Transcribo
un valioso fragmento de una carta de León Bloy que contiene, en cierto modo, la
propia apología de su misión como escritor y del estilo enérgico y hasta
lacerante que necesariamente debe acompañarla. Es la respuesta a un hombre que
le confiesa admiración y le ha hecho llegar un generoso socorro económico; pero
a la vez parece sugerirle que por la vía de la mesura su onda benéfica podría expandirse
más y prestarle alivio frente a tantas penalidades que rondan su vida. Sin
embargo, este hombre de fe radical no puede renunciar a la fuerza profética de
su pluma. Es el precio de escribir para el Absoluto. «Mi ira es la
efervescencia de mi piedad», suele decir a sus amigos. En nuestros días, cuando
un vago sentimentalismo carente de peso doctrinal invade tantas cabezas y
corazones, la lectura de los escritos de Bloy resulta altamente reconfortante.
* * *
«Me juzga usted humanamente, sin advertir que estoy, precisamente, fuera de todos los puntos de vista humanos y que en eso consiste mi fuerza, mi única fuerza. La verdad neta y que brilla en todos mis libros, es que yo escribo sólo para Dios. Deplora usted que me haya colocado en una situación en que no puedo hacer todo el bien que habría el derecho de esperar de mí. Pero, ¿qué sabe usted de mí? Me habla usted de las enseñanzas del cristianismo y estamos de acuerdo. Hay algo que la Iglesia ha predicado siempre y que es la doctrina de todos los santos sin excepción: importa más la salvación de una sola alma que el sustento material de cien mil pobres. Esto no está definido en dogma, pero está a tal punto unido a la Doctrina esencial, a la Palabra de Dios, que es imposible ser cristiano si se lo pone en duda.
Y bien, ¿no es infinitamente alentador suponer, si me ha sido acordado el don de escribir, que tengo sobre todo la misión de influir sobre las almas? Semejante misión es seguramente harto extraña al espíritu del mundo, de ese mundo que considera las almas como menos que nada y por el cual ha dicho Jesús que él no rogaba (non pro mundo rogo). Pero usted, que vive en ese mundo infame como un extraño, puesto que ha dado lo mejor de su esfuerzo a una causa que el menosprecia, no puede ni debe dejar de comprenderme.
He aquí que por segunda vez formula reproches a la Edad Media, como si usted mismo no perteneciera a esa época que ha sido la más bella del mundo después de los tiempos apostólicos. ¡Una época en que se creía, en que se amaba hasta morir, en que se tenía fe hasta en medio de los suplicios, en que se llegaba al sacrificio total, en que el Cuerpo y la Sangre de Cristo estaban antes que todas las cosas! ¿De cuál sino de esa época es o cree ser usted, que por amor a un mísero Príncipe, renegado de todo el mundo, da su dinero a un artista proscrito y desdeñado por la multitud, a quien apenas conoce?
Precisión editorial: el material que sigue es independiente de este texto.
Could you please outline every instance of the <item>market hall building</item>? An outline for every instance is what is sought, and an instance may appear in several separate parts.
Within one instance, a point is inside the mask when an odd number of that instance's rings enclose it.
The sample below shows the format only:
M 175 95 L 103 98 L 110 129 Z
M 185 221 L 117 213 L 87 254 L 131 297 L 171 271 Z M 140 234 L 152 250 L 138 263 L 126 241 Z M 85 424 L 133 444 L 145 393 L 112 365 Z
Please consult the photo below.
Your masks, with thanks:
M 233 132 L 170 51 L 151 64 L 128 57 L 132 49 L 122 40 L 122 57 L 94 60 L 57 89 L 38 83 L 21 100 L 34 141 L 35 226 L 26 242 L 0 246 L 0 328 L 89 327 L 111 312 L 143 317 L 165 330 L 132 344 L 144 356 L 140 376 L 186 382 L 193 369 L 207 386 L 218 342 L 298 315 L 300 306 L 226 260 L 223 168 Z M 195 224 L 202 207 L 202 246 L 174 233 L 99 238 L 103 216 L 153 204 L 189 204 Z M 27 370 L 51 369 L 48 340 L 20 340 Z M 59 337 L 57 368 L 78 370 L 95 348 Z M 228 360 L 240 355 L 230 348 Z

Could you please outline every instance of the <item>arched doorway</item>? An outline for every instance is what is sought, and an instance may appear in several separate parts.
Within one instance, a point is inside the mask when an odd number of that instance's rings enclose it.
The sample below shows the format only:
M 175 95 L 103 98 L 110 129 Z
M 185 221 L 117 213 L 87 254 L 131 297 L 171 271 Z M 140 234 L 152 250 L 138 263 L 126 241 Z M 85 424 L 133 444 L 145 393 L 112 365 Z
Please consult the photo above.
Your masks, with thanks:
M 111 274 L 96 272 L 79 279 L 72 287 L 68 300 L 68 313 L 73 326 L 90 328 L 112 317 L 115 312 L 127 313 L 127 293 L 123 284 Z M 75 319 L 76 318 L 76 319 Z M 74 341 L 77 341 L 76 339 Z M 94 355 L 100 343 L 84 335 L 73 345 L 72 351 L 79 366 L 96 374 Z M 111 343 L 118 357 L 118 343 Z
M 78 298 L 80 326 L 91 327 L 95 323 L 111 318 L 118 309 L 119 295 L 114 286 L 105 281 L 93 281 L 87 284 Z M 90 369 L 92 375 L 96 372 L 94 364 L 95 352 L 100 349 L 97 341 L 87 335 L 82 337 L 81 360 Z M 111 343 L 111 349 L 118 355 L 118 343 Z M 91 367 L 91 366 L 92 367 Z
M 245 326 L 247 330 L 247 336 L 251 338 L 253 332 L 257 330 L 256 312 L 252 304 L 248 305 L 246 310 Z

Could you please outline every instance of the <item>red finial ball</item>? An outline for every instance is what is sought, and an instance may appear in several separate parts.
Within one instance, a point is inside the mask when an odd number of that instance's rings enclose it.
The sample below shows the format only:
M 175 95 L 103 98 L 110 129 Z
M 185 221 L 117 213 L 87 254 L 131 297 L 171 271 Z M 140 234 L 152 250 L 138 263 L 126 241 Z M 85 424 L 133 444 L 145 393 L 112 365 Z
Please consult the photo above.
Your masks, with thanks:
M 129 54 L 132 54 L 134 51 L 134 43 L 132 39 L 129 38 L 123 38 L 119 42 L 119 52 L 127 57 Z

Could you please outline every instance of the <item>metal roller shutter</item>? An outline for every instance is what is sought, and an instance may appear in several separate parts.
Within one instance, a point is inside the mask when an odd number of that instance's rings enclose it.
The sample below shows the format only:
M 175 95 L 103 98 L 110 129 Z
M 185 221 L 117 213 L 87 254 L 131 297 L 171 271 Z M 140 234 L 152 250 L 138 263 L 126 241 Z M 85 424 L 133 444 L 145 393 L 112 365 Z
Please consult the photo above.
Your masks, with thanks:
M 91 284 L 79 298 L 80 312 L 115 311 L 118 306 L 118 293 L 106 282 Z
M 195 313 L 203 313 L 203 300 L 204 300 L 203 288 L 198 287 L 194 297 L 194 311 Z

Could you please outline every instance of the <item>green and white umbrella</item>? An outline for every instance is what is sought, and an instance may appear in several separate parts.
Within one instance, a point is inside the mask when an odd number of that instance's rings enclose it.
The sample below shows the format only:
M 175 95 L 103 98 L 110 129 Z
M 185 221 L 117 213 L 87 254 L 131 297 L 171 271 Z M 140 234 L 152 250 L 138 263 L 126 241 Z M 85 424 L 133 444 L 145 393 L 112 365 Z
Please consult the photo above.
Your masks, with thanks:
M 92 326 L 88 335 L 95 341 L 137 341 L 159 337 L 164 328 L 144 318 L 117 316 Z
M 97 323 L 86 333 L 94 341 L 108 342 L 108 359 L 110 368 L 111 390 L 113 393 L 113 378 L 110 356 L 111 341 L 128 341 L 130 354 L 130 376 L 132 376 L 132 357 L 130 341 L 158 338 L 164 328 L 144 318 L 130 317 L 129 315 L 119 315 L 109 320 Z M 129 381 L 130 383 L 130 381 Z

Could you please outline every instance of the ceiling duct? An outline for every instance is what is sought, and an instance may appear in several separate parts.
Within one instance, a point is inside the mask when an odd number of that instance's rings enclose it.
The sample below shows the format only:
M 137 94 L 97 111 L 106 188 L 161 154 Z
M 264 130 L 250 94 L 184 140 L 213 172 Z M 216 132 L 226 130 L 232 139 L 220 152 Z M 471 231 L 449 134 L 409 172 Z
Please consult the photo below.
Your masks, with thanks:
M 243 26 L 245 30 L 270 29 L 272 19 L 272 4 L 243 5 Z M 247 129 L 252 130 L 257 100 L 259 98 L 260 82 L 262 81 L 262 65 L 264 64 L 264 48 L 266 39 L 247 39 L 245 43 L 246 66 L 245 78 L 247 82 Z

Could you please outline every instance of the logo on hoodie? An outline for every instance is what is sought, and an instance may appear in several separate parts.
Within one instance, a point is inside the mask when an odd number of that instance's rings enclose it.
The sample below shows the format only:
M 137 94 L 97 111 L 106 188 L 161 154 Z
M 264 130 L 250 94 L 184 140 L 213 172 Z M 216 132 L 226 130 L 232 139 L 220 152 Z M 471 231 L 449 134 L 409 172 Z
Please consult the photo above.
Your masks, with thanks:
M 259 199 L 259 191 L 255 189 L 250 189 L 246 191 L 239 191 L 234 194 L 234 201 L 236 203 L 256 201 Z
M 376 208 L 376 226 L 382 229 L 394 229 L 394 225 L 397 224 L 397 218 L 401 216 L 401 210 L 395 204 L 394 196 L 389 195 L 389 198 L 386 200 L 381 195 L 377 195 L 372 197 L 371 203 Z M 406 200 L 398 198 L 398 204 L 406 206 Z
No lo tome usted a mal, pero sin saberlo y a su manera es usted simplemente uno de aquellos que se lanzaban a la conquista del Santo Sepulcro, y Dios, que “reconoce a los suyos” sabrá reconocerlo.
Dice usted o cree decir, que no “siempre es conveniente publicar ciertas verdades”. ¡Curiosas verdades las que conviene a veces ocultar! Por mi parte, me atengo al praedicate super tecta del Evangelio, y me haría quemar a fuego lento antes de callar una verdad.
Volviendo al bien que pude haber hecho, ¿le parece a usted nada haber arrancado a no pocas almas de las garras de Lutero, haber dado sacerdotes a la Iglesia y esposas a Cristo, haber consolado y puesto en gracia de Dios a agonizantes y haber sufrido por todo ello voluntarios tormentos?
Pero no me compadezca usted. Si mi vida hubiera sido otra, si hubiese sido un prudente, un mesurado, ¿qué hubiera sido de mí hoy? Seguramente ganaría mucho dinero y tendría la admiración de los señores periodistas; pero ¿cómo habría usted podido conocerme, identificarme entre la multitud de esa especie y qué razón hubiera tenido para estimarme? ...» (León Bloy, Mi Diario, Buenos Aires 1947, p. 54).